The Saudi experience suggests that we do not have an effective defence against drone attacks despite expensive defensive equipment. This doesn’t mean it is impossible to develop one but it doesn’t look easy. Can we detect them and then destroy them before they reach the target? If they are travelling long distances, this may be easier than for short distance attacks. But how do we do it? Can we develop defensive drones to bring down the incoming ones? Is there some way we can use cyber attacks on the control of the drone? The Saudi attack was a small number of drones on one target but we need also to contemplate a large number of drones attacking a number of targets. The immediate threat comes from small scale terrorist attacks, but potentially also from larger military ones should we get involved in another American adventure – for example in the Persian Gulf.

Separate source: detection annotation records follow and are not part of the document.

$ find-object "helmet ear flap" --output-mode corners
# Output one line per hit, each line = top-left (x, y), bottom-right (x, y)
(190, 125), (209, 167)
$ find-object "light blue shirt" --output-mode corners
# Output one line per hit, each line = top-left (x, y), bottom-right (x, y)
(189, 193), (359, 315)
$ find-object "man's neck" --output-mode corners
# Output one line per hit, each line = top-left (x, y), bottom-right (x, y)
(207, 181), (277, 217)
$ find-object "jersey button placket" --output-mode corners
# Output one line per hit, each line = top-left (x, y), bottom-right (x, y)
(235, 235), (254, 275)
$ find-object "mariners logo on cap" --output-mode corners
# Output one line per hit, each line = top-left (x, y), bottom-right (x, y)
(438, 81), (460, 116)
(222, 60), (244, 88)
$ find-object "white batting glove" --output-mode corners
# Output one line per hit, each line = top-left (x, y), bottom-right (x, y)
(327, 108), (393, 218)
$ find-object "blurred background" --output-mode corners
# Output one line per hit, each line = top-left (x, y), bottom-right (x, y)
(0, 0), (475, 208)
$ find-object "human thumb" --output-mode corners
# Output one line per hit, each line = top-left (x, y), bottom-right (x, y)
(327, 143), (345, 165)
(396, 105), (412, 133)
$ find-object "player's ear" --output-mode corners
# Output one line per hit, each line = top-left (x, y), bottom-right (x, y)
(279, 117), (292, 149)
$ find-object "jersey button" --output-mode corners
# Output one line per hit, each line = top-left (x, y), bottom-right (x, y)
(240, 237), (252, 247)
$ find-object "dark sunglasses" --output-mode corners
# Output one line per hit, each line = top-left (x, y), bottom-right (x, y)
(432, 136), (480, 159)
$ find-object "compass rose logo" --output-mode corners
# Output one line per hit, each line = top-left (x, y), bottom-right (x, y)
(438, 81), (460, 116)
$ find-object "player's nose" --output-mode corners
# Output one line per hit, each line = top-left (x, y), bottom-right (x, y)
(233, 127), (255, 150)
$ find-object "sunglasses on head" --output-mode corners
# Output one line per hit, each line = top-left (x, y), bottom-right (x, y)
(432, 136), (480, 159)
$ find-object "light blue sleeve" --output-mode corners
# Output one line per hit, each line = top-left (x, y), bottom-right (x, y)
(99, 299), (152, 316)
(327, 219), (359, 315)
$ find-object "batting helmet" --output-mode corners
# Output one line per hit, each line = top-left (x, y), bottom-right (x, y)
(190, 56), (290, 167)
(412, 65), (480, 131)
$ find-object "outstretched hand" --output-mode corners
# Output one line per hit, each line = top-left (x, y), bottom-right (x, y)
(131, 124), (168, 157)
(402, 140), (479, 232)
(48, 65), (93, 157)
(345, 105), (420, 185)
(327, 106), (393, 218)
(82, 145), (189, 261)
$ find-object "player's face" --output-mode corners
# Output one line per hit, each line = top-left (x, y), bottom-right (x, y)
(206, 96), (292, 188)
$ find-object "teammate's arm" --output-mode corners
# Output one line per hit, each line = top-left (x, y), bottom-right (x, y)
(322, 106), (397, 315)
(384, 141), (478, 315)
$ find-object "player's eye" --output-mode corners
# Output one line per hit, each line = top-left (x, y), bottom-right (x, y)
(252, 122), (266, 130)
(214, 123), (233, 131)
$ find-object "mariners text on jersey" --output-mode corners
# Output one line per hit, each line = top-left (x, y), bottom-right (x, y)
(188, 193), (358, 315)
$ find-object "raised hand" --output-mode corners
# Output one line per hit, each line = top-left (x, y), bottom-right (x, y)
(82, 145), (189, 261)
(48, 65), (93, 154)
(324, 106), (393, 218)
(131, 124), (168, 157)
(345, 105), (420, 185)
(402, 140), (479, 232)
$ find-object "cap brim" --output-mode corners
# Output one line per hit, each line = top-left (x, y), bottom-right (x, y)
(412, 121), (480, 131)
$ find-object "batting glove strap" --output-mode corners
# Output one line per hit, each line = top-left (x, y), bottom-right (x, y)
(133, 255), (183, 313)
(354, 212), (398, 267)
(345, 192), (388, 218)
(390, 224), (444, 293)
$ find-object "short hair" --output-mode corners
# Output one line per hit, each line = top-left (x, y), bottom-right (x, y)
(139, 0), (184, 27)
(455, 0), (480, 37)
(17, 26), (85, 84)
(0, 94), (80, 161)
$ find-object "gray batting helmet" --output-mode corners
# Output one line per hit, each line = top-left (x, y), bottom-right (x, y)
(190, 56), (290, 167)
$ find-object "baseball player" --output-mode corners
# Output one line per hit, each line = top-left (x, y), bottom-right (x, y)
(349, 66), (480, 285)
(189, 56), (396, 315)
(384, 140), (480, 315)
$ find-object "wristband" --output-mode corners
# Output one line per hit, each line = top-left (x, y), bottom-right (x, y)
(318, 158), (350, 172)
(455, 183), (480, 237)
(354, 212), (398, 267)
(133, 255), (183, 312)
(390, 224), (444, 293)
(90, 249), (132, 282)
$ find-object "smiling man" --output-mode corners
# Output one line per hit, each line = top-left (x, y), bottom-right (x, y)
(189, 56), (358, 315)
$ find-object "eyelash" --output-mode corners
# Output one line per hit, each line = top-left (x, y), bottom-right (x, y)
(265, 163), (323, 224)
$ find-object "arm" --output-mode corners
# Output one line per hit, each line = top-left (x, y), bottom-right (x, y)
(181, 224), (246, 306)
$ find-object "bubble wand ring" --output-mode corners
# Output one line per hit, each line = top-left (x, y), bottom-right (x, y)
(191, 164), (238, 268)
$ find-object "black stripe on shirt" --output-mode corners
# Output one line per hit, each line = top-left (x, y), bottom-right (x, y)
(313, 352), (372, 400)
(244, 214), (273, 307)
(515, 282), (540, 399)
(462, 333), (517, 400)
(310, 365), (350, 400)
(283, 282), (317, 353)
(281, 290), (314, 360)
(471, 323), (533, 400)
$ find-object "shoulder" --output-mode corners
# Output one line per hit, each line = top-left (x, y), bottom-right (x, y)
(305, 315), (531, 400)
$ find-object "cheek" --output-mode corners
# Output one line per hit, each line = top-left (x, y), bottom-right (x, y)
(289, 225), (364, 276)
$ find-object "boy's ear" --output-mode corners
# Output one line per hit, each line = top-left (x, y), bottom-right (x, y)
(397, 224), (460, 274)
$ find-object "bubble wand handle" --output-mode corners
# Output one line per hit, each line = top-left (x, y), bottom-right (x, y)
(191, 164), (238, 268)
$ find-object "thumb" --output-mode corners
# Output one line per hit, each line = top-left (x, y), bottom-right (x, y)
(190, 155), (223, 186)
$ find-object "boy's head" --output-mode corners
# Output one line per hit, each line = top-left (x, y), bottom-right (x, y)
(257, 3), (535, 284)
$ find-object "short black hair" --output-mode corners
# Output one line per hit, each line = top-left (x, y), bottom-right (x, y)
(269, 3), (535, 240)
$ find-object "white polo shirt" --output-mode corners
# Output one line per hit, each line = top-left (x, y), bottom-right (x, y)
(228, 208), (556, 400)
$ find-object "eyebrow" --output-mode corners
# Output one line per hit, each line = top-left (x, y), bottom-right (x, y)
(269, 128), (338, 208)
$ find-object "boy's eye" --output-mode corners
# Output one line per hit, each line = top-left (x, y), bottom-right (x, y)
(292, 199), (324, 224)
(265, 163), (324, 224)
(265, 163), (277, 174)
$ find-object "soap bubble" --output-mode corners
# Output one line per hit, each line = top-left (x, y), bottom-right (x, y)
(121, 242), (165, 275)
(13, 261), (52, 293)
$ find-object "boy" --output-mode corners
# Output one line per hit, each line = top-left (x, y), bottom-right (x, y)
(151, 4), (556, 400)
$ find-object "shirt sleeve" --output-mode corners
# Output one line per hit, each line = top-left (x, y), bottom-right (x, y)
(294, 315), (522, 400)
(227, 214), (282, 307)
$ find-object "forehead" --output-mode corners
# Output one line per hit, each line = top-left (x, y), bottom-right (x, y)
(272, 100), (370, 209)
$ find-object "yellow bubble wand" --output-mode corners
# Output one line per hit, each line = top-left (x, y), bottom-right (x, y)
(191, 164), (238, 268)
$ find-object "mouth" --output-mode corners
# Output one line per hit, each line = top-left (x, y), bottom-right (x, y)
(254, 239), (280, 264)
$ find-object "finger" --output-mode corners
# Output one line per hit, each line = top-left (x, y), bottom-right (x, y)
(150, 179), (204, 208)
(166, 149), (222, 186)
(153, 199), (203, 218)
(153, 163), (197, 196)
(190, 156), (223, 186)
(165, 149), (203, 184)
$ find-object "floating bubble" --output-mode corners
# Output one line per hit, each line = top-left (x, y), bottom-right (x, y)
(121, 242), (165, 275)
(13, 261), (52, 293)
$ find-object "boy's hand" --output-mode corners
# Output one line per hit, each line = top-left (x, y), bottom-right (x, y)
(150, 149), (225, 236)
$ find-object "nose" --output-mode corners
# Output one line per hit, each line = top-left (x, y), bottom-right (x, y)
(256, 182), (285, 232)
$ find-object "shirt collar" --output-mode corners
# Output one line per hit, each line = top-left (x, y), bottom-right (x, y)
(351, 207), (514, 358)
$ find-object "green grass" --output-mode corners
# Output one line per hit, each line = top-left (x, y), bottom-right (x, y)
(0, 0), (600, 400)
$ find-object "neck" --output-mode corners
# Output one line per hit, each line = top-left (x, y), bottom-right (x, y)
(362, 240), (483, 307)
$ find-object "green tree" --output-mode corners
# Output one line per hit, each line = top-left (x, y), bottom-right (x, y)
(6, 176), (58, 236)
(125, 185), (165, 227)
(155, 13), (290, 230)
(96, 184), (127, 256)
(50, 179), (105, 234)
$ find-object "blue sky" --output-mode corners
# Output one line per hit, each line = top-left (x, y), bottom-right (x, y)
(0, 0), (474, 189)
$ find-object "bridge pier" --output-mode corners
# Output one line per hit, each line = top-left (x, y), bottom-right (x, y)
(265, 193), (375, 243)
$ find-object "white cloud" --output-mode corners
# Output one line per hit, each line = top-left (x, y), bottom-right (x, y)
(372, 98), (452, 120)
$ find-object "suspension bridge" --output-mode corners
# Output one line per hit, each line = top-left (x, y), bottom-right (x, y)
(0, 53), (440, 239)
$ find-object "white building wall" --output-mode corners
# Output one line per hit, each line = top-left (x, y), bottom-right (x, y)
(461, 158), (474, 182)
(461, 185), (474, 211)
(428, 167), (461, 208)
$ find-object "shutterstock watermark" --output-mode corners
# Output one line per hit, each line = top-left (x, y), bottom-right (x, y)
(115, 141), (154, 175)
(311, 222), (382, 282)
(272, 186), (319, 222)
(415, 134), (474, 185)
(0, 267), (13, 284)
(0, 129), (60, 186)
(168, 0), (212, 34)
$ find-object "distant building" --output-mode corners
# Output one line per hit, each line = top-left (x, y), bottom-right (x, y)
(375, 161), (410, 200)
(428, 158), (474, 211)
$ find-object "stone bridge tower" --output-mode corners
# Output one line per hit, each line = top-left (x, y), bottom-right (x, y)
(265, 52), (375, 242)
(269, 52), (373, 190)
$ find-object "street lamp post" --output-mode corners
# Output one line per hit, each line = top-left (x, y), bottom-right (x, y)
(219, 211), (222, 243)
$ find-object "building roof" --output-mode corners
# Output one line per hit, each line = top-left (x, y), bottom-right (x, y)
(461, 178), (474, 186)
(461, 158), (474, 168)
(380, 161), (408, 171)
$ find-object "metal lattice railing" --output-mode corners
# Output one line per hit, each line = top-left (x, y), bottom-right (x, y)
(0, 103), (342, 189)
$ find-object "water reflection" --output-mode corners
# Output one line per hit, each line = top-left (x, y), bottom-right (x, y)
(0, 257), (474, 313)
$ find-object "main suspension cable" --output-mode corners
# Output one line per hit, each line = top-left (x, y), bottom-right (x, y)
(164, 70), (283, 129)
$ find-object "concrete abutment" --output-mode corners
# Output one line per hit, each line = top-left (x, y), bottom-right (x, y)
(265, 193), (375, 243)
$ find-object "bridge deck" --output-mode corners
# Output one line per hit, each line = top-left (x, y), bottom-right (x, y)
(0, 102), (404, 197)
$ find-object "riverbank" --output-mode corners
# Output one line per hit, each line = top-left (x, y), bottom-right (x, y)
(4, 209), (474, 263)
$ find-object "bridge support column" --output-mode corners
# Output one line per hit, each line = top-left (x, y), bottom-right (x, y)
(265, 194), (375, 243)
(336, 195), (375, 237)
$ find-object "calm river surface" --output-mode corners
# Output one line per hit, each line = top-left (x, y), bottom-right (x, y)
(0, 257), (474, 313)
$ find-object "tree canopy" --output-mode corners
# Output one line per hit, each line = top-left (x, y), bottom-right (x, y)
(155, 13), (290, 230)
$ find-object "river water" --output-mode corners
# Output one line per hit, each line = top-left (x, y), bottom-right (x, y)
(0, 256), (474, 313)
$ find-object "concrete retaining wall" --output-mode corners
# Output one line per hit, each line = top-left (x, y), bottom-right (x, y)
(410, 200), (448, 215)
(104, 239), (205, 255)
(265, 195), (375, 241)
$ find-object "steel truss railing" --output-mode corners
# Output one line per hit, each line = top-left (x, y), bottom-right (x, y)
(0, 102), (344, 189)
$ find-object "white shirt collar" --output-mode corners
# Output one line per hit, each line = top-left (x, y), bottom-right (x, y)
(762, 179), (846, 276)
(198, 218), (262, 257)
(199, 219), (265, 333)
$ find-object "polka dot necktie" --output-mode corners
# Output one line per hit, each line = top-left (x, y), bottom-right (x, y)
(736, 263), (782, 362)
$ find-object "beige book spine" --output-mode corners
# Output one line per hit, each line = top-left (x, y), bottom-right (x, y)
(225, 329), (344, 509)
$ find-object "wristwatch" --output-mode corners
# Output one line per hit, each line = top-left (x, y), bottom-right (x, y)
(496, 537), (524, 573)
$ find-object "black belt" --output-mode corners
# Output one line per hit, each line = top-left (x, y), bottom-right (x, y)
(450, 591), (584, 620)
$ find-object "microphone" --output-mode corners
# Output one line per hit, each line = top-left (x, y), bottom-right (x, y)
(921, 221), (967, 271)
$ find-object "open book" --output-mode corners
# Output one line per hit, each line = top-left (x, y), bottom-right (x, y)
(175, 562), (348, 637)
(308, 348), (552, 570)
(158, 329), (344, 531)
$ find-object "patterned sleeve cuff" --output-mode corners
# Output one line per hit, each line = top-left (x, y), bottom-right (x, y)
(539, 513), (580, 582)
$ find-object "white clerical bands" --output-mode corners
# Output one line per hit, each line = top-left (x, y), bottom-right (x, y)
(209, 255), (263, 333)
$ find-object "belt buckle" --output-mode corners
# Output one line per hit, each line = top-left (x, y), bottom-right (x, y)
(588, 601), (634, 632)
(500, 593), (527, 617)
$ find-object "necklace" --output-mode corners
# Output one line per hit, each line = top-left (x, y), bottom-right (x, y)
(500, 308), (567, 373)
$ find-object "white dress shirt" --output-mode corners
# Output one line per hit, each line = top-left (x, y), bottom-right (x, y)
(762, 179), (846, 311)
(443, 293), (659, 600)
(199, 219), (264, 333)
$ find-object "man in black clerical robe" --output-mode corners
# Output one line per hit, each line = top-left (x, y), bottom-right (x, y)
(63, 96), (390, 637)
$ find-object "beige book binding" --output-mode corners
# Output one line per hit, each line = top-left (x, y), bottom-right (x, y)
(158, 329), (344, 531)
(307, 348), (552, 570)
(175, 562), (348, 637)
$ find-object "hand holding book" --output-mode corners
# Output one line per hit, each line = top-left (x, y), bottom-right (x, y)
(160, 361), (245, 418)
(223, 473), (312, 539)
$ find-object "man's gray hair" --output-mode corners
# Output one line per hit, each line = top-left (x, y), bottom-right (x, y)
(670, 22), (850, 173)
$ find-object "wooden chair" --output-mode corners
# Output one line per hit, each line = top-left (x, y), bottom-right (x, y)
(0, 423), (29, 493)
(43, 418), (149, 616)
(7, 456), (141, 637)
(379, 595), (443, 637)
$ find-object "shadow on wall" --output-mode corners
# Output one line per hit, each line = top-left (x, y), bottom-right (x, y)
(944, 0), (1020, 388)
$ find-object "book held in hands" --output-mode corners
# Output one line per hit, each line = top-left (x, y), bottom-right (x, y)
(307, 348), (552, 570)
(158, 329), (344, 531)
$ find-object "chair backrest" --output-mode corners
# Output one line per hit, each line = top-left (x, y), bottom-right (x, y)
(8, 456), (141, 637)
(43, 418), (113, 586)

All this suggests that we need to look very carefully at the new weapon and its implications both for attack and defence. We may be subject to attacks from drones but any future enemy will be equally open to attack from us. We should not assume they are now irrelevant and throw traditional concepts of warfare willy nilly out the window, but nor should we assume that there are eternal verities that cannot be questioned. As Vietnam, Iraq and Afghanistan have shown there are limits to how effective heavily equipped troops can be against motivated lightly equipped forces. At the same time, Hiroshima and Nagasaki have shown how a war can be ended by technology. To occupy territory you need boots on the ground but equipment can cause surrender before occupation of territory. In short, a whole new sword has appeared so we need to look for a more effective shield.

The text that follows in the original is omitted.